Combine

Javadoc Javadoc


A user-defined CombineFn may be applied to combine all elements in a PCollection (global combine) or to combine all elements associated with each key.

While the result is similar to applying a GroupByKey followed by aggregating values in each Iterable, there is an impact on the code you must write as well as the performance of the pipeline. Writing a ParDo that counts the number of elements in each value would be very straightforward. However, as described in the execution model, it would also require all values associated with each key to be processed by a single worker. This introduces a lot of communication overhead. Using a CombineFn requires the code be structured as an associative and commumative operation. But, it allows the use of partial sums to be precomputed.

See more information in the Beam Programming Guide.

Examples

Example 1: Global combine Use the global combine to combine all of the elements in a given PCollection into a single value, represented in your pipeline as a new PCollection containing one element. The following example code shows how to apply the Beam-provided sum combine function to produce a single sum value for a PCollection of integers.

// Sum.SumIntegerFn() combines the elements in the input PCollection. The resulting PCollection, called sum,
// contains one value: the sum of all the elements in the input PCollection.
PCollection<Integer> pc = ...;
PCollection<Integer> sum = pc.apply(
   Combine.globally(new Sum.SumIntegerFn()));

Example 2: Keyed combine Use a keyed combine to to combine all of the values associated with each key into a single output value for each key. As with the global combine, the function passed to a keyed combine must be associative and commutative.

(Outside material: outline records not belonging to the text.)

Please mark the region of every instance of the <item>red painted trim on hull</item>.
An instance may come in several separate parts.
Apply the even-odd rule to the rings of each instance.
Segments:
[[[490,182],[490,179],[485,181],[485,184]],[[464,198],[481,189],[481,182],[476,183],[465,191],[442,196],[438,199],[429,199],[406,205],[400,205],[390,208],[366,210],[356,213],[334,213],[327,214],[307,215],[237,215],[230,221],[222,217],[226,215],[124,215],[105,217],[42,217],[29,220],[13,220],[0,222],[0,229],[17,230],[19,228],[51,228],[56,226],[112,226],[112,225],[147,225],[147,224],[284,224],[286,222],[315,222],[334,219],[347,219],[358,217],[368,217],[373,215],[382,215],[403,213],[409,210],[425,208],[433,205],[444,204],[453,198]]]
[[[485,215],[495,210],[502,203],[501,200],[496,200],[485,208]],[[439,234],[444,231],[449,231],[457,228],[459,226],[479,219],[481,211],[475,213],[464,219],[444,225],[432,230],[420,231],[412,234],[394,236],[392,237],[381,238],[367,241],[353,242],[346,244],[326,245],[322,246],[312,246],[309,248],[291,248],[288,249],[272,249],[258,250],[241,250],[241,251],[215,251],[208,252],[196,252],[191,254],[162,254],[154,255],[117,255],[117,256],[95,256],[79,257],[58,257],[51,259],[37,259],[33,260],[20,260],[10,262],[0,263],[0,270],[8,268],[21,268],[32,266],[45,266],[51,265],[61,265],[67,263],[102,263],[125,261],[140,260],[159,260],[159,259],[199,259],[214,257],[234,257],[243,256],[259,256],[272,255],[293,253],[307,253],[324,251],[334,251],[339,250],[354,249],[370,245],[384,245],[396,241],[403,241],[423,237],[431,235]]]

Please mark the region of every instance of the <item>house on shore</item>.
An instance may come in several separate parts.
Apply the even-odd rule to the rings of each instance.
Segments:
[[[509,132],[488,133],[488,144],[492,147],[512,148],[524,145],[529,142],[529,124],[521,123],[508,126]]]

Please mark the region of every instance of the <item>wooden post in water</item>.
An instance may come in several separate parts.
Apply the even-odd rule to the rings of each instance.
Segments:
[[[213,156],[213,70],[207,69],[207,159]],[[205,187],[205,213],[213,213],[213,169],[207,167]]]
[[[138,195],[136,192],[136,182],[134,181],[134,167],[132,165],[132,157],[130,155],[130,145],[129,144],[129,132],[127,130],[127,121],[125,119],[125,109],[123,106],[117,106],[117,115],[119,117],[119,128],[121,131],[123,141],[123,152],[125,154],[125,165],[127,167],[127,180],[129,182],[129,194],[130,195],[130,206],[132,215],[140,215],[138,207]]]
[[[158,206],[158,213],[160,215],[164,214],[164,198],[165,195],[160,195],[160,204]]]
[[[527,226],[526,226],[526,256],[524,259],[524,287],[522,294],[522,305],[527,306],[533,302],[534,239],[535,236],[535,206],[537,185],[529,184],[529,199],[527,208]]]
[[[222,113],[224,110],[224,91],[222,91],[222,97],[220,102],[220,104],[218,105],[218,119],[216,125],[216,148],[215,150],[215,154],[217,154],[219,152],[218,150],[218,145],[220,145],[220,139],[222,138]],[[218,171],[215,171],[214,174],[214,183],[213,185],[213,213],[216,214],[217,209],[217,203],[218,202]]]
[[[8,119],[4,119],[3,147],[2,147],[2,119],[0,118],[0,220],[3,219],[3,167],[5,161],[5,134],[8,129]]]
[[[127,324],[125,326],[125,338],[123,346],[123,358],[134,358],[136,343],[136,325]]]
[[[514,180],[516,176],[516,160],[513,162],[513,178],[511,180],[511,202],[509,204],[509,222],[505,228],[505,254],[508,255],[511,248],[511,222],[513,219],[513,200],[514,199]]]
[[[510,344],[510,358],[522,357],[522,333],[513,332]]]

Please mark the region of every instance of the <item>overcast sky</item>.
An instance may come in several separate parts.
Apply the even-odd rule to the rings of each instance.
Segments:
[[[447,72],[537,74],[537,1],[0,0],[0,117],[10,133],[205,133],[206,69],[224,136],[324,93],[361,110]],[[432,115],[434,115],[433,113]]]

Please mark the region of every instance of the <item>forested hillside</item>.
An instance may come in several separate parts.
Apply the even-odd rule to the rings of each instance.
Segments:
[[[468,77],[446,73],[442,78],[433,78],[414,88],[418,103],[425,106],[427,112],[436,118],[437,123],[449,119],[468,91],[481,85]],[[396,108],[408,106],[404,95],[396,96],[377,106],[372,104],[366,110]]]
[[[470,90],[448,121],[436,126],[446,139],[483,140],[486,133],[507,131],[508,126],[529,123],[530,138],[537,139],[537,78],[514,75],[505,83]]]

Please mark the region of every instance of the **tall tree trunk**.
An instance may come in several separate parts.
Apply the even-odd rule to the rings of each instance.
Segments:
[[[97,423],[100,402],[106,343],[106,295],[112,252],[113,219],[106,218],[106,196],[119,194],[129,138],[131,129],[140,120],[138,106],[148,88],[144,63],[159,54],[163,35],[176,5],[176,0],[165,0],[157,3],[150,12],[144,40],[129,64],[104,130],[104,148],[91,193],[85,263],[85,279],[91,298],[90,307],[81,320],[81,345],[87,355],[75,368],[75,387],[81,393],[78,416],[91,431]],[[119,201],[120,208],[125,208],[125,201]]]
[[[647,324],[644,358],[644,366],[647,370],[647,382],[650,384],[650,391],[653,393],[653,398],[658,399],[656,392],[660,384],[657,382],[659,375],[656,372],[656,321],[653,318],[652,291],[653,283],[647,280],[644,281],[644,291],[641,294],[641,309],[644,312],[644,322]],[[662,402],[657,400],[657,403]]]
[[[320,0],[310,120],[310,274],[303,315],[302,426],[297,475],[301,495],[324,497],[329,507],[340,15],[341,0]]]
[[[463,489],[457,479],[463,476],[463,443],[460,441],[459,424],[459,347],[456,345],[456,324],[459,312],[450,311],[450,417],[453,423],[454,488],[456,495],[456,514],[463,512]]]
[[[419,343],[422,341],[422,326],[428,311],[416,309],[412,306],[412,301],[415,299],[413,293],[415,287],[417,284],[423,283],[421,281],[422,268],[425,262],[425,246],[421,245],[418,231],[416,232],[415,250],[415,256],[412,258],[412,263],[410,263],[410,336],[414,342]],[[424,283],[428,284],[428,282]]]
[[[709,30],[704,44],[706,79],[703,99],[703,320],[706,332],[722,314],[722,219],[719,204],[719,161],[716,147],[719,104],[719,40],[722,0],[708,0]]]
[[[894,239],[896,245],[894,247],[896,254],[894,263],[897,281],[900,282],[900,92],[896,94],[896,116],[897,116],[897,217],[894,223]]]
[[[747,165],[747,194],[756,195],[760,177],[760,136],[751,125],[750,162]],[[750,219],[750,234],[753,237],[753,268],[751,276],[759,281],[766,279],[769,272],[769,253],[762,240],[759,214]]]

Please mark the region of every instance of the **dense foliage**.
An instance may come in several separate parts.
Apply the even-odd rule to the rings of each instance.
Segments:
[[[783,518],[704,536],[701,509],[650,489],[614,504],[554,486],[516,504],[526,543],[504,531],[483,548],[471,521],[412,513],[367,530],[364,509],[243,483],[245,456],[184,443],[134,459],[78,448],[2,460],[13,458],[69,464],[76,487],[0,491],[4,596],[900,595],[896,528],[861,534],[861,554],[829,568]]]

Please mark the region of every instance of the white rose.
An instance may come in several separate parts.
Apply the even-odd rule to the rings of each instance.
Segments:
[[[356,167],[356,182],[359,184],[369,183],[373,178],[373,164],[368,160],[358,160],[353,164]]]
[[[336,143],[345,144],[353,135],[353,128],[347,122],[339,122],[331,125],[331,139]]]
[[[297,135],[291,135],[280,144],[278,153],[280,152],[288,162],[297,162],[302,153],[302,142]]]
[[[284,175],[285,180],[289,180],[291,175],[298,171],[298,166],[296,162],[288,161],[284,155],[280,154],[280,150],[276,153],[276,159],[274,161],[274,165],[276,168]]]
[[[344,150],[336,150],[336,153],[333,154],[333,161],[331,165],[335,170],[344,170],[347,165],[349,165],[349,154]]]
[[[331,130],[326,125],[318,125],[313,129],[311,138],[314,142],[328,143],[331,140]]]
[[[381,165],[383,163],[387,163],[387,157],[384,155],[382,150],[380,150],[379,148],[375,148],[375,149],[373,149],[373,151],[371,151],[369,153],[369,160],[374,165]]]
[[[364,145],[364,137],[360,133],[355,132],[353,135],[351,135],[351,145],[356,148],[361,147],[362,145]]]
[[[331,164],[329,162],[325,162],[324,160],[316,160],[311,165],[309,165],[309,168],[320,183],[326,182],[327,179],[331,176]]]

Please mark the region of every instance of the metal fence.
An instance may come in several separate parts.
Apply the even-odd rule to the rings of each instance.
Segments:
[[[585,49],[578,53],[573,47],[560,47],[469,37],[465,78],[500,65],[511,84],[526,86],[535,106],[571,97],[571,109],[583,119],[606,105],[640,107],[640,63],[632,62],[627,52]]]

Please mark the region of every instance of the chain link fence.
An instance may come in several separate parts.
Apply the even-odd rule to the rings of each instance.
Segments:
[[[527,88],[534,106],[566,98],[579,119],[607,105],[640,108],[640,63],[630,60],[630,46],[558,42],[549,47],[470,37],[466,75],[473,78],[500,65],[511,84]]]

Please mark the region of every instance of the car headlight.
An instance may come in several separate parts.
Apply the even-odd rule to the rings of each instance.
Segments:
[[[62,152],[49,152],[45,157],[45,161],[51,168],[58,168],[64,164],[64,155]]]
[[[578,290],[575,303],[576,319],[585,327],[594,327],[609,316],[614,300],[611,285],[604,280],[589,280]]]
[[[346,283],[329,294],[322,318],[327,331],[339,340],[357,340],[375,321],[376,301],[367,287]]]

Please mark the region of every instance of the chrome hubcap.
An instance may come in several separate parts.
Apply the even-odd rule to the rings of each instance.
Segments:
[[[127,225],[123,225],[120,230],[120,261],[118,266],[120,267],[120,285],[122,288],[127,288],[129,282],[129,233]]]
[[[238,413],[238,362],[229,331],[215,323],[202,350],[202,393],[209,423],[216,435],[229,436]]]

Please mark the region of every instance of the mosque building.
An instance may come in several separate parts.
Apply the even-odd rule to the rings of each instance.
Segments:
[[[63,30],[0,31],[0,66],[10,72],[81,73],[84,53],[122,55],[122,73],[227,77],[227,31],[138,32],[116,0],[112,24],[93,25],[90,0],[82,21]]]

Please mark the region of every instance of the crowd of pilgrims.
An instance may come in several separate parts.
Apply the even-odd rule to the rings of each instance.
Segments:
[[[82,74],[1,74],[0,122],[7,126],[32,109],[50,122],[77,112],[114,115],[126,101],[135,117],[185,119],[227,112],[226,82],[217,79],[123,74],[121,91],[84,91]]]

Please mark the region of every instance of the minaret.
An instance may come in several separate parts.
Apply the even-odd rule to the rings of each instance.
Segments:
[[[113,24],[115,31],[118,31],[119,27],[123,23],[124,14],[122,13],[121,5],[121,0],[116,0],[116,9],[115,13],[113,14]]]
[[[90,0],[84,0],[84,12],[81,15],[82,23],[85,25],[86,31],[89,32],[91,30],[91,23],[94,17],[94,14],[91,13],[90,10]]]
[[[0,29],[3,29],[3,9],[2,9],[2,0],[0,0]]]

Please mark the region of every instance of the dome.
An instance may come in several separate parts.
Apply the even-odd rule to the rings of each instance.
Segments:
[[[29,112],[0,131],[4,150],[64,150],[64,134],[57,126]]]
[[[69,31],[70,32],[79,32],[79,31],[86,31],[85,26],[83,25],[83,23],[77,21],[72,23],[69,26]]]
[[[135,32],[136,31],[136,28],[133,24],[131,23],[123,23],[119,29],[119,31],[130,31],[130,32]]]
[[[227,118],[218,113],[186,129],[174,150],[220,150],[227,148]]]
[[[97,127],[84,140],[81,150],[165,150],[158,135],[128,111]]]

// PCollection is grouped by key and the Double values associated with each key are combined into a Double.
PCollection<KV<String, Double>> salesRecords = ...;
PCollection<KV<String, Double>> totalSalesPerPerson =
  salesRecords.apply(Combine.<String, Double, Double>perKey(
    new Sum.SumDoubleFn()));
// The combined value is of a different type than the original collection of values per key. PCollection has
// keys of type String and values of type Integer, and the combined value is a Double.
PCollection<KV<String, Integer>> playerAccuracy = ...;
PCollection<KV<String, Double>> avgAccuracyPerPlayer =
  playerAccuracy.apply(Combine.<String, Integer, Double>perKey(
    new MeanInts())));